Une exécution publique à Paris au XIXe siècle.

Pierre Lecomte n'avait pour toute famille qu'une sœur, pauvre fille que le roi décide de pensionner. Elle refuse par fierté les largesses de Louis-Philippe en déclarant : « Je n’ai besoin de rien, je suis bien malheureuse et bien misérable, je meurs de faim à peu près, mais il me convient de mourir ainsi, puisque mon frère meurt comme cela. Qui fait mourir le frère n'a pas le droit de nourrir la sœur ». Le lendemain de l'exécution, le bourreau, Henri-Clément Sanson, est conduit en prison pour dette. Afin d’en sortir, il gage son outil de travail, la guillotine qui venait de couper en deux morceaux inégaux le forestier régicide. Sanson est connu des services de police, une fiche mentionne le fait suivant : « Henri Sanson fils, exécuteur des hautes œuvres, pédéraste effréné. Il vit avec un jeune homme, Hubert dit Petit Jean, qui est son aide-exécuteur »
 
Quelques années plus tôt, lors d’une exécution, un policier remarqua le nommé Petit Jean parmi les adjoints de Sanson. En raison de son attitude trop efféminée, il lui fut demandé de quitter immédiatement les lieux. Sanson est aussi connu pour avoir ouvert un « musée des horreurs » où, pour cinq francs, l’on pouvait assister à la décapitation d’un mouton grâce à la guillotine familiale surnommée la Louison. Moins d’un an après la mort de Lecomte, la justice demande à Sanson une nouvelle exécution, mais il n’a toujours pas récupéré son instrument, la veuve est toujours gagée. Le ministère décide alors de payer le créancier, Sanson récupére sa Louison et fait son office. Le jour suivant, 18 mars 1847, il est licencié pour faute grave. Sanson décide alors d’écrire les mémoires de sa famille : « Sept générations d'exécuteurs, 1688-1847 : mémoires des Sanson ».
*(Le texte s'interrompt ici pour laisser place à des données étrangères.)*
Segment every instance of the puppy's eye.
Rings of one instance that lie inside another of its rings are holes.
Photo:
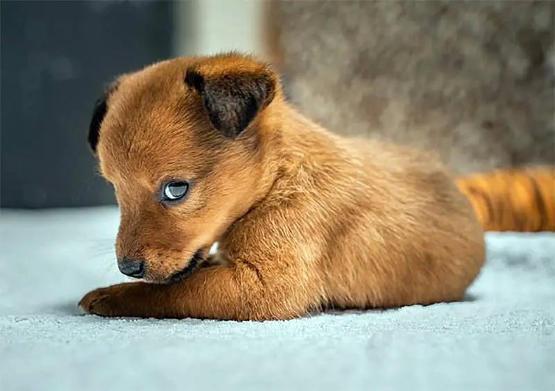
[[[178,201],[185,197],[189,183],[185,181],[169,182],[162,188],[162,201]]]

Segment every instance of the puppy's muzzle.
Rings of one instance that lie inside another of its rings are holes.
[[[144,261],[142,260],[129,258],[119,259],[117,267],[126,276],[135,278],[144,277]]]

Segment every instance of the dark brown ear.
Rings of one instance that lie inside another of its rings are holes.
[[[106,113],[108,110],[106,101],[117,88],[117,83],[112,84],[102,94],[102,97],[94,102],[94,109],[92,112],[92,118],[91,118],[91,122],[89,124],[89,134],[87,137],[87,141],[89,143],[89,147],[95,154],[96,153],[96,146],[99,144],[100,126],[104,120],[104,117],[106,116]]]
[[[191,68],[185,81],[200,94],[212,125],[230,138],[244,131],[275,94],[275,81],[264,71],[205,76]]]

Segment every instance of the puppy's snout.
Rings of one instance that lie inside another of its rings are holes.
[[[119,271],[126,276],[142,278],[144,276],[144,261],[140,259],[124,258],[117,260]]]

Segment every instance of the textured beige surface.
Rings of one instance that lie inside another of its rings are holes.
[[[552,1],[269,0],[266,51],[309,117],[456,172],[554,163]]]

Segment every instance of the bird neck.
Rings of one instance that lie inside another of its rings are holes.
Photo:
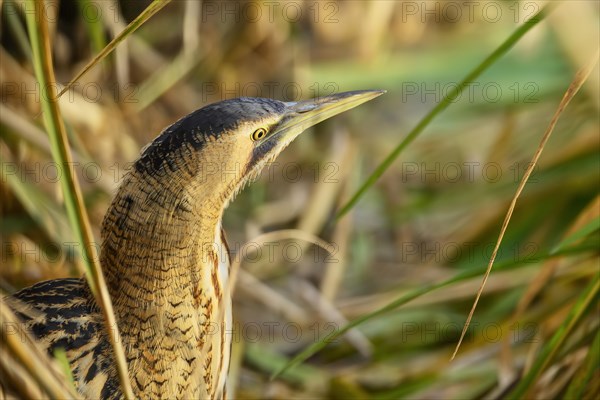
[[[214,189],[132,170],[104,219],[100,262],[136,397],[217,398],[224,386],[229,255]]]

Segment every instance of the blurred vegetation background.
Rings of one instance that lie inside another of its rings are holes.
[[[0,4],[0,278],[10,293],[80,276],[82,263],[43,128],[26,6]],[[149,4],[46,2],[58,83]],[[597,65],[525,187],[465,342],[449,359],[519,180],[575,72],[598,49],[597,2],[558,6],[336,218],[421,118],[543,5],[172,1],[60,101],[95,237],[140,149],[202,105],[386,89],[301,136],[226,212],[230,247],[245,259],[229,395],[595,398]],[[332,243],[334,254],[286,235],[258,252],[242,248],[289,228]],[[394,301],[401,307],[270,379],[311,343]]]

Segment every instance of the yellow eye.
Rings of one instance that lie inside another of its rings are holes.
[[[252,132],[250,139],[252,139],[252,141],[256,142],[257,140],[264,138],[266,134],[267,134],[267,130],[265,128],[258,128],[257,130]]]

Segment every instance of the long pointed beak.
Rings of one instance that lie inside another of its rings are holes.
[[[273,139],[277,138],[275,140],[279,142],[289,143],[311,126],[373,100],[385,92],[385,90],[357,90],[286,103],[286,115],[279,123]]]

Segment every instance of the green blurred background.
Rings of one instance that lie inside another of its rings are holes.
[[[27,10],[20,1],[0,4],[0,277],[11,292],[79,276],[81,261],[40,116]],[[66,84],[149,4],[47,2],[58,81]],[[593,398],[600,390],[597,65],[561,115],[465,342],[449,359],[518,183],[575,72],[598,50],[597,2],[559,5],[336,218],[427,112],[543,5],[171,2],[61,99],[96,238],[140,149],[202,105],[385,89],[301,136],[226,212],[230,247],[246,259],[229,395],[499,398],[551,350],[529,396]],[[335,254],[289,233],[256,246],[258,255],[243,250],[280,229],[321,237]],[[594,301],[554,342],[590,284]],[[269,379],[310,343],[415,290],[412,301]]]

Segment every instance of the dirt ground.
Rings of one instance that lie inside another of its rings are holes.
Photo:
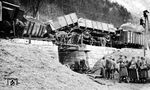
[[[0,90],[150,90],[149,83],[93,81],[61,65],[55,54],[52,47],[0,40]],[[18,78],[19,84],[8,86],[4,78]]]

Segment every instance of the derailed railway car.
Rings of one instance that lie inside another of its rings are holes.
[[[84,44],[112,46],[111,37],[115,34],[116,30],[112,24],[79,18],[78,27],[89,33],[89,39],[83,37]]]
[[[144,35],[142,32],[128,30],[116,31],[116,41],[114,47],[142,48],[144,45]]]
[[[23,20],[23,14],[19,5],[0,1],[0,37],[15,36],[16,20]]]
[[[38,37],[42,38],[43,35],[46,33],[46,26],[43,22],[28,18],[26,23],[26,28],[24,29],[23,36],[24,37]]]

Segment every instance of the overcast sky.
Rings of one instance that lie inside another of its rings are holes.
[[[150,0],[110,0],[116,1],[134,14],[142,15],[143,10],[150,11]]]

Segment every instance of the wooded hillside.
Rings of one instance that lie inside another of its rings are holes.
[[[47,21],[58,16],[76,12],[78,17],[112,23],[120,26],[132,19],[130,12],[123,6],[109,0],[4,0],[21,5],[26,14]]]

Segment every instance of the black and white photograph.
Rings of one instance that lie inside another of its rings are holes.
[[[150,90],[150,0],[0,0],[0,90]]]

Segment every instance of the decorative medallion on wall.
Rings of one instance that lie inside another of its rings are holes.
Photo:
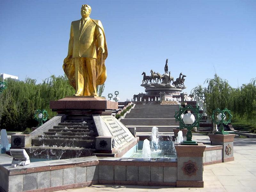
[[[14,140],[13,140],[13,143],[14,145],[16,146],[20,146],[20,144],[21,144],[21,143],[22,143],[21,139],[19,137],[17,137],[14,139]]]
[[[193,175],[196,175],[198,170],[198,167],[196,166],[196,164],[189,160],[188,162],[184,163],[183,167],[183,172],[184,175],[188,175],[189,177]]]
[[[226,146],[226,149],[225,150],[226,155],[229,155],[232,152],[232,147],[231,145],[228,144]]]
[[[100,141],[100,147],[103,148],[105,148],[106,146],[107,146],[107,145],[108,145],[108,143],[107,143],[107,141],[105,140],[101,140]]]

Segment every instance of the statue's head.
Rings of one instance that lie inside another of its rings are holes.
[[[83,18],[87,18],[91,14],[92,8],[87,4],[82,5],[81,7],[81,16]]]

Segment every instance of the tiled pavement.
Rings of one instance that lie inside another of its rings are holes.
[[[193,139],[204,141],[207,137],[196,134]],[[234,156],[233,161],[204,166],[203,188],[94,185],[58,191],[256,191],[256,138],[235,138]]]

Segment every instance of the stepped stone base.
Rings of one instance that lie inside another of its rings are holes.
[[[50,108],[60,114],[101,114],[118,108],[118,103],[95,96],[69,96],[50,101]]]

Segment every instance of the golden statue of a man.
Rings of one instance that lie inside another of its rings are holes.
[[[98,96],[97,86],[107,79],[105,34],[100,21],[89,17],[91,11],[89,5],[83,5],[82,18],[71,23],[68,56],[63,66],[76,96]]]

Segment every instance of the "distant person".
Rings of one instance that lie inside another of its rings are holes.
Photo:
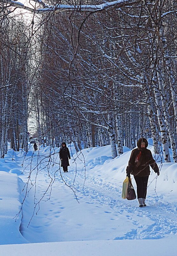
[[[61,159],[61,166],[63,167],[64,173],[67,173],[67,167],[69,166],[69,160],[71,159],[69,149],[66,146],[65,142],[62,142],[60,151],[60,157]]]
[[[36,150],[38,150],[38,146],[37,146],[37,145],[36,144],[36,142],[35,142],[34,143],[34,145],[33,145],[33,147],[34,148],[34,150],[35,151],[36,151]]]
[[[132,151],[127,167],[127,176],[130,174],[134,176],[137,186],[137,197],[139,206],[146,206],[145,201],[147,193],[147,182],[150,175],[150,165],[158,176],[159,170],[152,153],[147,149],[148,142],[146,139],[141,138],[137,143],[138,148]]]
(1) D'après Victor Hugo dans « Choses vues – première série, 1846 » chez Ollendorf 1913.

Sources :
- Interrogatoire de l'inculpé Lecomte, Cours des Pairs, imprimerie Royale, Paris mai 1846.
- Attentat du 16 avril 1846. Rapport fait à la Cour par M. Franck Carré, imprimerie Royale, Paris mai 1846.
- Comte rendu de l'exécution dans le journal Le Siècle en date du 9 juin 1846.
- L'illustration, journal universel, n°165 daté du samedi 25 avril 1846.